The overall accuracy is about 98.6%, which seems OK, although not quite as high as I’d like. The log goes back to 4/2 and shows no spam messages let through in that time. So I would need to see one of the archived log files (in the same folder) to know why spam messages were getting through.

Part of the reason that you’re seeing good messages classified as spam is that you have SpamSieve set to be extra aggressive.

One false positive (“famine in the land”) was because the message was sent from an address on the blocklist, probably meaning that you’d trained a message from that sender as spam.

Another false positive (“08-14 Digest”) was a mailing list message containing a PDF file. The PDF contained some words that had previously appeared only in PDFs attached to spam messages. This type of problem can be avoided if you use a representative mix of your good and spam messages in the initial training.

mtgentry · April 13, 2008, 10:26pm

Thanks for the email support Micheal, resetting the corpus did the trick

joeflyer59 · April 27, 2008, 1:28pm

New Breed of Spam?
My filter has been letting in a horrendous amount of spam over the last few months as well. I’ve lurked around the forums here a bit and learned alot. I’ve reset the corpus (because I had way too many messages for it to train with) and while that helped a bit, it didn’t help for the most part.

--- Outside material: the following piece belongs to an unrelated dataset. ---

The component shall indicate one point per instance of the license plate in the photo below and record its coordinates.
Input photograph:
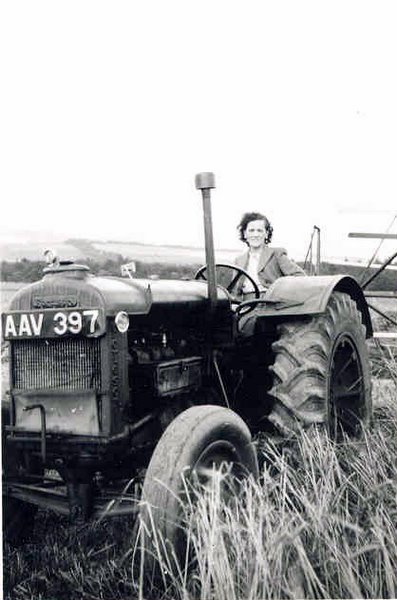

One thing I’ve noticed is that there is mainly ONE type of spam message that gets through - it catches everything else. It comes with a ton of different types of content and from a ton of different senders - but it’s basically one line of text and a url link. no images, nothing major. Obviously - there must be something under the “hood” of these emails which does not allow them to be trained properly and stumps the filter.

anyone else?

joey b

Michael_Tsai · April 27, 2008, 2:07pm

What does SpamSieve’s log say about those?

joeflyer59 · April 27, 2008, 6:21pm

log entries
Here’s the log for 3 messages.

Michael_Tsai · April 28, 2008, 6:47am

Please e-mail me the whole log file and the false negative files.

Michael_Tsai · April 30, 2008, 6:37am

Thanks for sending the whole log. It doesn’t look like you’ve trained SpamSieve with any spam messages since April 23. So, whenever a spam message gets through, SpamSieve thinks it was correct that the message was good, and this leads to more getting through.

joeflyer59 · April 30, 2008, 6:49am

Thanks for checking it out Michael!

April 23 wasn’t that long ago. I’ve trained a ton of these type of messages and kinda gave up hope since then. I don’t want my corpus to get so huge that it becomes totally ineffective again. But this spam has been slipping through for awhile. ANy other clues?

joey b

Michael_Tsai · April 30, 2008, 7:17am

It’s essential that you train as spam every spam message that gets through. Otherwise, SpamSieve will think that they’re good. Since you haven’t been doing that recently, you’ll need to reset the corpus and start over. For best results, re-train it with some recent messages that are representative of the types you are currently receiving.

I did see some interesting stuff in the log file, and I’ll be making improvements in the next version of SpamSieve.